Sex is love in my marriage. It is one of our favorite ways to show that we cherish each other. 

My drive is higher than my husband's. We compromise with 3-4 times a week despite the fact that I would like to make love every day.

Last night I wanted sex, but my husband had a cold coming on and wanted to rest. I was disappointed but I understood that my husband was not feeling well. 

The fact that your wife has worked as a prostitute and needs sex multiple times a day to feel love shows that she is addicted to sex. Every addict gets angry when you take away their drug of choice, but it is for their own good. Keep showing your wife different ways of expressing love physically.


----------



## RandomDude (Dec 18, 2010)

Turning down OR turning off my wife ends up with:
In past -> Fights, demands, ST (silent treatments), complaints, nagging, guilt trips, manipulations, "rapes"
In recent past -> Still all of the above but less on the full on fights/demains/manipulations, not to mention her telling me how she's feeling unloved and whatever

Also, compromises lasted until boundaries became broken. Last compromise idea got fked when I decided to be a bit more giving and ironically she took the opportunity to demand more sex. So... MC was the last resort, but it seems to be working lol


----------



## turnera (Jan 22, 2010)

If you had a real boundary and a real consequence you would give, it wouldn't matter how many tricks she plays to get her way.

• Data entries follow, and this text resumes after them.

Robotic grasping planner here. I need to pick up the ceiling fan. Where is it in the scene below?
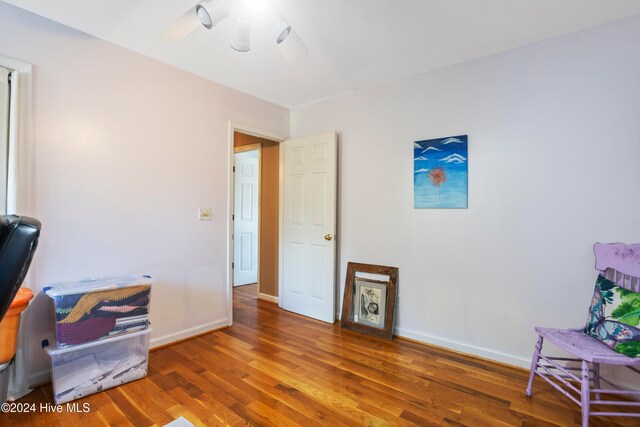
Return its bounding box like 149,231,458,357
165,0,309,61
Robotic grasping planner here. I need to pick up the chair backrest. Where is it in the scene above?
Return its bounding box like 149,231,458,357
0,215,40,319
593,243,640,292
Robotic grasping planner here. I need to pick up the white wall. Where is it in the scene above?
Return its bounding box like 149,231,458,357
0,2,289,384
291,16,640,366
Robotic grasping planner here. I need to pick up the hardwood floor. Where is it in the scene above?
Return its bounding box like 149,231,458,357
0,286,638,427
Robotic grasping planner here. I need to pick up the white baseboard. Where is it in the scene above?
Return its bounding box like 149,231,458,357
394,328,533,368
149,318,229,348
258,293,278,304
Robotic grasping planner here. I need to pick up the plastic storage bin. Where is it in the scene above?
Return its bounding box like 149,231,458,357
43,276,152,348
45,328,151,405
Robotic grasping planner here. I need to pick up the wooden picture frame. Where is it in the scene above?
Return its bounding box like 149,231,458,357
340,262,398,340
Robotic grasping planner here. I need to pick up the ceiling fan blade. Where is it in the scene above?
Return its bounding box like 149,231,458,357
162,5,201,42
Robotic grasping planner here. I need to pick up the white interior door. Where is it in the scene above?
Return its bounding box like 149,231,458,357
233,150,259,286
281,132,337,323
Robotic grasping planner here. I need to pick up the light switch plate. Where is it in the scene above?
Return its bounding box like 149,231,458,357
198,208,213,221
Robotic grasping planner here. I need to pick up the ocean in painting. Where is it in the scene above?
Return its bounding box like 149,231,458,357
413,135,468,209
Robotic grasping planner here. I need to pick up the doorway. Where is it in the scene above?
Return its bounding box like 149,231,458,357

Example: You raise your voice at me, I leave the room. When I come back and you try yelling again, I'm leaving the house for 30 minutes. If I come back and you do it again, I'm staying at a hotel tonight. If you're still waiting to fight when I come home the next day, I'm staying at Joes house for a few days.

No offense, random, but you don't seem to know how to put your foot down around her. Have you read NMMNG or MMSL?


----------



## RandomDude (Dec 18, 2010)

It's not that easy I'm afraid, I'm not the type to back down but when it comes to sex, our boundaries are IMPOSSIBLE to establish at this stage, especially when it comes to our past. 

Our relationship from the start has been all about breaking the rules, following your heart, and pushing boundaries. The whole world seemed to be against us, family, friends, culture, society, everything really. No one wanted us together, not my ex, not our mates, not our families, not her church, not my community, etc etc.

We survived on passion alone, and throughout that journey I realised that she's most definitely my life partner as she not only gets along with me to the point we're best friends as well as lovers, she survived ALL of it, with me by my side.

Until of course... religion came in, which really messed us up for a while. We broke up, then got back together, and the baby bells rang suddenly, caused a panic and then... enter marriage, and when we have finally fought our due with external influences, we began fighting each other instead - irony really. 

Re-establishing order in our chaotic relationship was difficult and when I finally put the foot down (seperation - it was short though) it hurt her deeply. However, I've also made changes for her, reaffirming lovey doveys and sh-t and we've been improving alot since TAM.

But that's that...

Now, come sex, she has the entire world behind her! How can a man complain about his wife taking him 3x a day? He should consider himself lucky! He should suck it up and be a man! And if he can't - he just "aint man enough" - so that's my sad story but frankly I don't give a sh-t now. Still, you know what else?

I WANT TO SATISFY HER! I love her heaps but I just can't physically put out that much or that often especially with that little foreplay when I like the game/tease/romance otherwise sex for me is SH-T! And also...

I can't help confusing her with my sex drive, some days I'm cold, other days I'm a wild animal. It depends on my mood, and what my wife wears/acts/does etc. And when I'm a wild animal, then the next day I'm cold, she feels like sh-t when she shouldn't - I've told her a TRILLION times trying to make her understand me but it doesn't help. I don't want her to keep on like this, and I hate rejecting her when I know it just puts her in a sh-t "unloved" mood.

EDIT: Not to mention I break the boundaries too (3x a day) when she teases the fk outta me and then she uses that as leverage to convince me (and herself) that I'm rejecting her not because I can't have sex, it's because I don't want her. Which I THEN have to prove to her it's not the case...

Pffft, "unloved", if only she has any idea... she came on this forum once with that alias, chased her off and locked the door though which is good (otherwise I'll lose my only venting zone). She puts so much importance on her sexual worth when I love her for more than that and she can't see it.

Our sexual dynamics if not fixed, will never be forfilling no matter how frequent we fk each other or how hot we find each other.


----------



## turnera (Jan 22, 2010)

Well, the bottom line is you will change when you WANT to bad enough.


----------